If you want to plot the stable rank for your own ladder results, you can use this notebook .

Technical Notes on Confidence Interval Generation

For confidence interval estimation, I generated sampling distributions for specific ranks, and then interpolated the variances of those sampling distributions. The end result of this interpolation is a function that maps game count and stable rank to 4 different variance numbers (-2std, -1std, 1std, 2std). I then estimated lower and upper bounds for a player's stable rank to generate a confidence interval. This approach is correct under the assumption that the sampling distributions are normal with a known fixed variance, which is not true. The sampling distributions are close to normal, but have a right tail. The variances also increase with higher stable ranks. However, these assumptions become more valid with higher samples, and this approach avoids some of the downsides of other approaches.

Another possible approach is bootstrapping, which resamples results from the observed distribution, and was used in this analysis of AI stable ranks.

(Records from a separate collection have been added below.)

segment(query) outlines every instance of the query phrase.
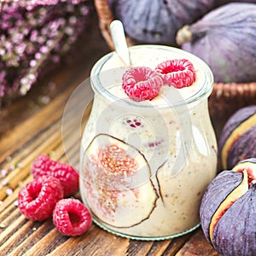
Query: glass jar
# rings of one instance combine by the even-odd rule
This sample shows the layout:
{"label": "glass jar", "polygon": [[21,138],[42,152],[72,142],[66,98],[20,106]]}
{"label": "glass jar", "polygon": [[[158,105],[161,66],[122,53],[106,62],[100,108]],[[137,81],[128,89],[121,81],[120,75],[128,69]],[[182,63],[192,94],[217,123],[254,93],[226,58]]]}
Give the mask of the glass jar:
{"label": "glass jar", "polygon": [[199,207],[217,174],[216,137],[207,98],[212,73],[196,56],[160,45],[130,48],[131,66],[189,60],[196,80],[165,85],[151,101],[124,93],[129,67],[112,52],[90,76],[95,97],[80,150],[80,192],[96,224],[140,240],[173,238],[199,226]]}

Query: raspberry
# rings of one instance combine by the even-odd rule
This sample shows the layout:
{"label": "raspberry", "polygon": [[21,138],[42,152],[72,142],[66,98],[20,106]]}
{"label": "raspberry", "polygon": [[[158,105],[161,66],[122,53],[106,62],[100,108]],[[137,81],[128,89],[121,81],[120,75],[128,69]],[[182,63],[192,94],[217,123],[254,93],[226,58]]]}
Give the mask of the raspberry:
{"label": "raspberry", "polygon": [[155,71],[163,77],[164,83],[176,88],[190,86],[195,80],[193,64],[186,59],[174,59],[159,64]]}
{"label": "raspberry", "polygon": [[19,208],[32,220],[44,220],[52,216],[56,202],[63,198],[63,187],[55,177],[43,176],[28,183],[19,192]]}
{"label": "raspberry", "polygon": [[32,172],[34,178],[44,175],[57,177],[63,186],[65,197],[79,189],[78,172],[72,166],[53,160],[45,154],[39,154],[37,157],[32,163]]}
{"label": "raspberry", "polygon": [[137,102],[152,100],[159,94],[162,85],[161,76],[149,67],[131,67],[123,75],[125,92]]}
{"label": "raspberry", "polygon": [[79,236],[84,233],[92,221],[90,210],[77,199],[59,201],[53,212],[56,229],[65,236]]}

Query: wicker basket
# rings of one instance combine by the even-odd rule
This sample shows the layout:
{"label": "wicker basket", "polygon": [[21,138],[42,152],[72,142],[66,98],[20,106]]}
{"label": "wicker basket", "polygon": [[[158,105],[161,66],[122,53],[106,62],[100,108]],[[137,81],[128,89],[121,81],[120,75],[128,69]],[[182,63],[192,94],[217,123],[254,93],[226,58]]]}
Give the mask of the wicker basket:
{"label": "wicker basket", "polygon": [[[108,0],[94,0],[98,15],[99,27],[102,37],[113,49],[109,25],[114,19]],[[128,45],[137,44],[133,39],[126,37]],[[242,107],[256,104],[256,82],[248,84],[215,83],[209,97],[209,109],[217,137],[229,117]]]}

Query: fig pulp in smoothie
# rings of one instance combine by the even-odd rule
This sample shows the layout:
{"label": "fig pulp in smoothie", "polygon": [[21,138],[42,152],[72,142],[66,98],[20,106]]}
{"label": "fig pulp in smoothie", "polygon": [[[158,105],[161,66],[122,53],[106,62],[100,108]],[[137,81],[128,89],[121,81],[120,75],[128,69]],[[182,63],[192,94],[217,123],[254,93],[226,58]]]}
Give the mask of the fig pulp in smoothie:
{"label": "fig pulp in smoothie", "polygon": [[196,80],[182,89],[163,86],[153,100],[137,102],[122,90],[129,67],[115,53],[95,65],[95,98],[81,143],[81,196],[108,231],[144,240],[174,237],[198,226],[201,196],[216,175],[207,108],[212,75],[180,49],[143,45],[130,53],[132,67],[186,58]]}

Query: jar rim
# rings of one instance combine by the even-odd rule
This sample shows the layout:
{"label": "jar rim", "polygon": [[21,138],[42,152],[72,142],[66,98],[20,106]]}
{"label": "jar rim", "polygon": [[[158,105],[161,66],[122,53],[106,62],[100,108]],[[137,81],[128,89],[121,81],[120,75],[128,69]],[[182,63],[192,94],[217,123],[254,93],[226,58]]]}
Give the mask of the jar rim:
{"label": "jar rim", "polygon": [[[198,90],[195,94],[191,95],[191,96],[189,96],[186,99],[183,99],[182,101],[179,101],[175,103],[172,103],[172,108],[180,107],[187,104],[191,104],[194,102],[197,102],[199,100],[202,100],[204,98],[207,98],[210,96],[212,88],[213,88],[213,74],[208,65],[201,58],[198,56],[185,51],[183,49],[172,47],[172,46],[166,46],[166,45],[159,45],[159,44],[139,44],[139,45],[133,45],[129,47],[129,49],[136,49],[139,48],[152,48],[152,49],[158,49],[162,50],[167,50],[173,52],[175,54],[179,54],[184,55],[185,58],[188,58],[189,60],[193,61],[194,62],[196,62],[198,66],[201,67],[203,75],[203,84],[201,86],[200,90]],[[168,104],[159,104],[159,105],[154,105],[148,103],[149,101],[144,101],[144,102],[136,102],[136,101],[126,101],[124,99],[121,99],[118,97],[117,96],[112,94],[109,92],[108,88],[105,88],[102,83],[101,82],[101,79],[99,77],[100,73],[102,72],[102,67],[106,64],[106,62],[110,60],[113,55],[115,54],[114,51],[112,51],[105,55],[103,55],[102,58],[100,58],[93,66],[91,72],[90,72],[90,84],[91,87],[96,93],[100,93],[101,95],[105,96],[108,97],[110,101],[118,101],[121,102],[122,103],[126,103],[131,105],[134,105],[134,107],[143,107],[143,108],[170,108],[170,102]],[[116,83],[117,84],[120,84],[119,83]],[[113,84],[109,84],[109,86],[112,86]],[[179,89],[176,89],[177,91]]]}

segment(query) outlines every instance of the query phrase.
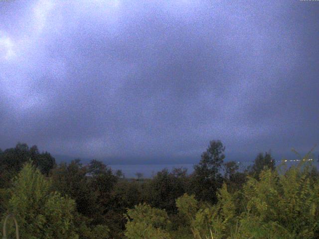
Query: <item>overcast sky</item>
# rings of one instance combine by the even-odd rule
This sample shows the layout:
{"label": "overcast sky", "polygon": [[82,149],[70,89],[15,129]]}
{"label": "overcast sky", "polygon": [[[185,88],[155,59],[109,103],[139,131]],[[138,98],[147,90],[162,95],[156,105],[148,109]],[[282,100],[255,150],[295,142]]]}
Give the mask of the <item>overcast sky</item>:
{"label": "overcast sky", "polygon": [[319,143],[319,1],[0,1],[1,149],[196,162],[214,139]]}

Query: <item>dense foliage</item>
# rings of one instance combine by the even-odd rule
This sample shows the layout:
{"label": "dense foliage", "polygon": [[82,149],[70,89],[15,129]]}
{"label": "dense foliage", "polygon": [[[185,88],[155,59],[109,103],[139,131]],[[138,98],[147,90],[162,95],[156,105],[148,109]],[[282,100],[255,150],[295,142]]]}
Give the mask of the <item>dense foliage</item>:
{"label": "dense foliage", "polygon": [[0,150],[0,213],[15,215],[21,238],[319,238],[316,168],[275,167],[266,152],[239,172],[224,151],[212,141],[191,174],[134,179],[96,160],[57,165],[18,143]]}

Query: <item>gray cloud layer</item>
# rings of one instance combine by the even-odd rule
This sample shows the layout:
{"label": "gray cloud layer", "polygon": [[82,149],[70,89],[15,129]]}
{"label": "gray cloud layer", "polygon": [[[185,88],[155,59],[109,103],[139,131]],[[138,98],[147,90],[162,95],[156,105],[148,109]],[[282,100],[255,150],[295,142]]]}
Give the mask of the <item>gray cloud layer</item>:
{"label": "gray cloud layer", "polygon": [[2,148],[158,163],[319,142],[317,2],[26,1],[0,2]]}

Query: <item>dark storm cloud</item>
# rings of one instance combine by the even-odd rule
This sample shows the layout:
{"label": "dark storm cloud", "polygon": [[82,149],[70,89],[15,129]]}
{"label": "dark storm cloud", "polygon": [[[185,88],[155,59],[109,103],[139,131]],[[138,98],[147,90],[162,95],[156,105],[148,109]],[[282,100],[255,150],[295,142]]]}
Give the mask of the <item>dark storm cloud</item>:
{"label": "dark storm cloud", "polygon": [[316,3],[1,2],[0,146],[131,162],[196,161],[215,138],[233,158],[307,150]]}

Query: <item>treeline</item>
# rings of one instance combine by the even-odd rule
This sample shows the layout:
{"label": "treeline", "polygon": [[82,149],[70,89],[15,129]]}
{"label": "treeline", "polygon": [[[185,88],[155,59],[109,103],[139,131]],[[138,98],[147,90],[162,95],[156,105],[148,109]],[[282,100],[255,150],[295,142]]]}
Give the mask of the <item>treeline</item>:
{"label": "treeline", "polygon": [[21,238],[319,238],[316,168],[279,173],[266,152],[240,172],[224,152],[213,140],[191,174],[128,180],[101,161],[56,164],[18,143],[0,150],[0,213],[16,216]]}

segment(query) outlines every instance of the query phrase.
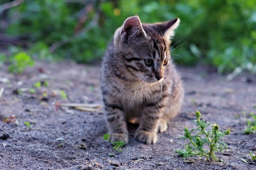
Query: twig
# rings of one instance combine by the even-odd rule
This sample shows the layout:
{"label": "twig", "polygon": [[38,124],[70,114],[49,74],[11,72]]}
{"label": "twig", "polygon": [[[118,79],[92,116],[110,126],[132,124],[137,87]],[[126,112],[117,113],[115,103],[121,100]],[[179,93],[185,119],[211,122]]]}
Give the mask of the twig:
{"label": "twig", "polygon": [[77,107],[74,107],[74,109],[77,109],[79,110],[82,110],[82,111],[96,112],[102,113],[102,111],[100,109],[94,109],[94,108]]}
{"label": "twig", "polygon": [[1,88],[0,88],[0,98],[2,97],[2,95],[3,95],[4,91],[5,91],[5,88],[2,87]]}
{"label": "twig", "polygon": [[15,7],[16,6],[18,6],[20,3],[23,3],[23,2],[24,2],[24,0],[15,0],[13,2],[5,3],[2,5],[0,6],[0,11]]}
{"label": "twig", "polygon": [[142,161],[142,160],[144,160],[144,159],[138,159],[138,160],[135,160],[132,161],[131,162],[140,162],[140,161]]}
{"label": "twig", "polygon": [[98,104],[84,104],[84,103],[61,103],[60,106],[68,107],[86,107],[91,108],[101,108],[101,105]]}
{"label": "twig", "polygon": [[49,48],[49,50],[50,51],[50,52],[51,52],[51,53],[53,52],[57,48],[59,48],[61,47],[61,46],[63,46],[69,43],[70,42],[73,41],[75,38],[79,37],[82,33],[88,32],[90,29],[93,28],[94,27],[95,27],[97,24],[99,17],[100,17],[100,14],[96,13],[95,14],[95,16],[93,18],[93,19],[90,21],[90,22],[88,24],[88,25],[87,25],[86,27],[85,27],[83,29],[81,29],[80,31],[77,31],[72,36],[71,36],[68,39],[62,40],[59,42],[57,42],[52,44]]}

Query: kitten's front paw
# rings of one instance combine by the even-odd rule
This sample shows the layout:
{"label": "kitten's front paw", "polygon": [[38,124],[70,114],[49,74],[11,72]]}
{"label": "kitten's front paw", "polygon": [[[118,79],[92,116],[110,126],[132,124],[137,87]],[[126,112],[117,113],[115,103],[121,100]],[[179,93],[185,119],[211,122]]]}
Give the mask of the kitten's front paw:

I think the approach I chose is superior to bootstrapping. One major flaw of the bootstrapping approach is that it generates a confidence interval with a right tail. This is true because the resampling distribution is the same as sampling numbers from a spread of possible placements and then computing stable rank, which will follow the same patterns as the sampling distributions that we generated. Based on the sampling distributions we created, we know that the opposite should be true. Because you generally high roll larger stable ranks than you low roll lower ones, the lower bound of the confidence interval should be further away from the sample stable rank than the upper bound. Bootstrapping fails to utilize the known information about the sampling distribution, producing an output with the opposite effect of what we know to be true analytically.

There was also a post that used a Bayesian approach to estimate stable rank, and a corresponding website. The goal of my post is to analyze the inherent variance in mahjong (which comes from rolling a weighted 4 sided die many times). The inherent variance is hidden by the prior assumption that your stable rank is within a relatively small range. For example, the bayesian approach uses a prior where the 95% confidence interval of houou player's stable ranks is between 5.58 and 8.72. This prior rules out the possibility that there is a stable 10 dan low rolling, or a stable 4 dan high rolling, which is possible if we only think about the properties of rolling a weighted die.

The best possible approach that I can think of for this problem would be to use a version of parametric bootstrap , which would use a likelihood function to weigh varying 4 sided die and their probability of generating the sampling distribution, and then sample from a weighted combination of those 4 sided die. I believe this would improve upon my current approach by better handling the sampling distribution variance changing with stable rank, while still utilizing the information we have about how the sampling distributions are generated. With that said, I felt like this approach was overkill for this post, and the current results should be reasonably accurate.